To reach optimal protection against both primary and recurrent infections, we investigated if combining α-hemolysin (Hla) vaccination with antibiotic treatment during primary infection would both treat infection and generate durable protective immunity. Three hours post-1° SSTI, we treated mice with vancomycin in addition to vaccinating mice with a dose of HlaH35L (19) and boosting with HlaH35L 3 weeks following 1° SSTI. This “therapeutic vaccination” approach resulted in decreased lesion size and decreased bacterial burden compared to untreated mice following 1° SSTI (Fig. 5A and B). Mice that only received the vaccination developed slightly larger lesions after 1° SSTI, compared with untreated and antibiotic-treated mice (Fig. 5A), but there were no significant differences in the bacterial CFU between the vaccinated and untreated groups (Fig. 5B). Following the resolution of 1° SSTI, we measured antibody levels against LukE, LukS-PV, and Hla. Both groups that received antibiotic treatment had decreased antibody levels against LukE and LukS-PV compared to untreated groups. The vaccinated groups had a 2-fold increase in antibody levels against Hla, compared with unvaccinated mice (Fig. 5E), suggesting that robust protection against 2° SSTI would be observed in vaccinated mice. As expected, mice receiving vaccination did not develop lesions following 2° SSTI (Fig. 5F). In addition, significantly fewer bacteria were recovered from the vaccinated groups compared with the control group as well as the treated group that did not receive the vaccine (Fig. 5G). There was no significant difference in bacteria recovered between the untreated group and the vaccinated groups. Vaccination alone generated protective antibodies following the primary infection and effectively cleared the bacteria during the secondary infection. However, antibiotic treatment was necessary to reduce infection severity after 1° SSTI. Thus, “therapeutic vaccination” is optimal as it generated a robust protective immunity against further S. aureus infection in addition to effectively treating primary infection.
FIG 5.
Combining vaccination (Vax) with antibiotics (vancomycin [Vanco]) treated 1° SSTI and generated protection against 2° SSTI. Mice treated with antibiotics after 1° SSTI (+Vanco/−Vax and +Vanco/+Vax) have significantly decreased dermonecrotic lesions (A) and bacterial luminescence (B) compared with untreated mice (−Vanco/−Vax).
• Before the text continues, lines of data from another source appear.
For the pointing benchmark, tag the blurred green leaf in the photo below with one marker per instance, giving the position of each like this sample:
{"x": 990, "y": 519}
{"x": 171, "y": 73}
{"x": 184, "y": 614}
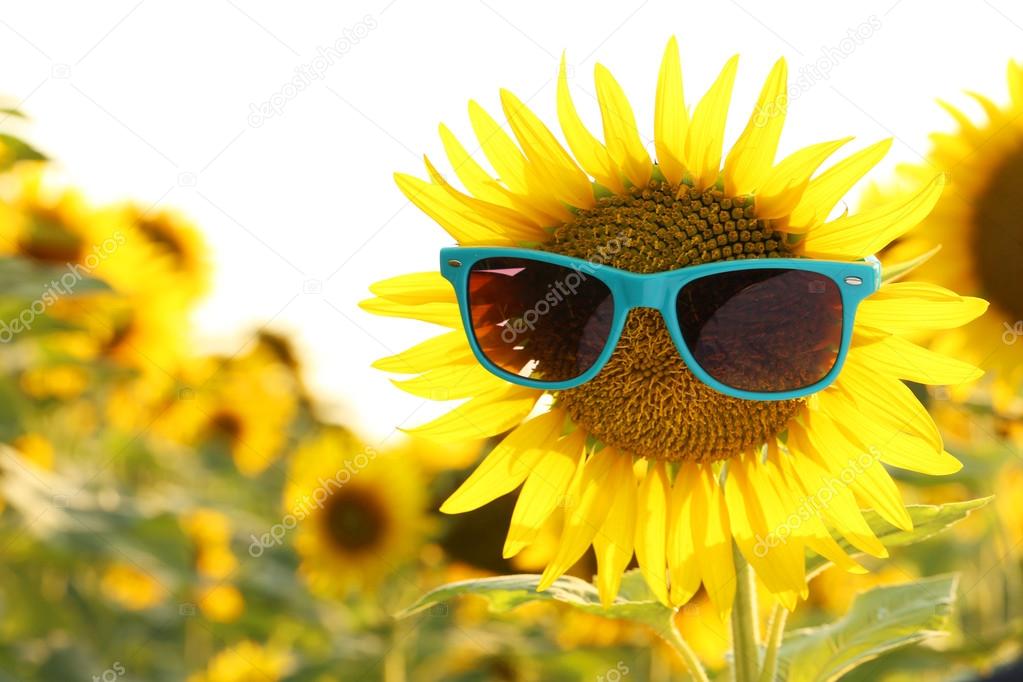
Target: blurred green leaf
{"x": 928, "y": 519}
{"x": 27, "y": 280}
{"x": 16, "y": 149}
{"x": 634, "y": 601}
{"x": 881, "y": 620}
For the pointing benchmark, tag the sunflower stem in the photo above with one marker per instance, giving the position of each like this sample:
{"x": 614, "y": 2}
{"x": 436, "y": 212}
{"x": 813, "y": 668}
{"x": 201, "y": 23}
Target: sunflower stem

Untreated mice that received the vaccination (−Vanco/+Vax) developed similar-sized lesions to untreated mice and had similar levels of bacterial luminescence. Six weeks post-1° SSTI, vaccinated-only mice (−Vanco/+Vax) produced significantly higher antibody levels against LukE (C), LukS-PV (D), and Hla (E) than antibiotic-only-treated mice (+Vanco/−Vax). Mice receiving concurrent vaccination and treatment (+Vanco/+Vax) produced significantly higher antibody responses against Hla compared to both untreated and antibiotic-treated mice (+Vanco/−Vax). After 2° SSTI, both groups of vaccinated mice did not develop dermonecrotic lesions (F) and had significantly less bacteria recovered than control and antibiotic-only-treated mice (G). n = 10/group. Data are presented as mean ± SEM. Data were pooled from two independent experiments. Data were compared using one-way (C to E and G) and two-way (A, B, and F) ANOVA with Tukey’s multiple-comparison test. *, P < 0.05; **, P < 0.01; ***, P < 0.001; ****, P < 0.0001; ns, not significant.
DISCUSSION
Infections caused by S. aureus remain an important cause of hospitalization and morbidity in otherwise healthy children (2, 4). We adapted our established mouse model of S. aureus SSTI by adding treatment with the antibiotic vancomycin to understand the impact of treatment on the development of protective immunity. We found that treatment with high-dose vancomycin shortly after infection effectively resolved 1° SSTI, but treated mice did not develop protection against 2° SSTI normally observed in this model. Delaying antibiotic treatment resulted in less effective clearance of primary infection but allowed for the development of protective immunity against subsequent infections. We developed a strategy to resolve primary infection while also generating robust protection by “therapeutic vaccination,” in which infected mice were concurrently treated with vancomycin and vaccinated with an inactivated α-hemolysin (HlaH35L). This approach resulted in rapid resolution of 1° SSTI and protection against 2° SSTI, suggesting that this may be an effective strategy during acute infection to both treat infection and prevent recurrence.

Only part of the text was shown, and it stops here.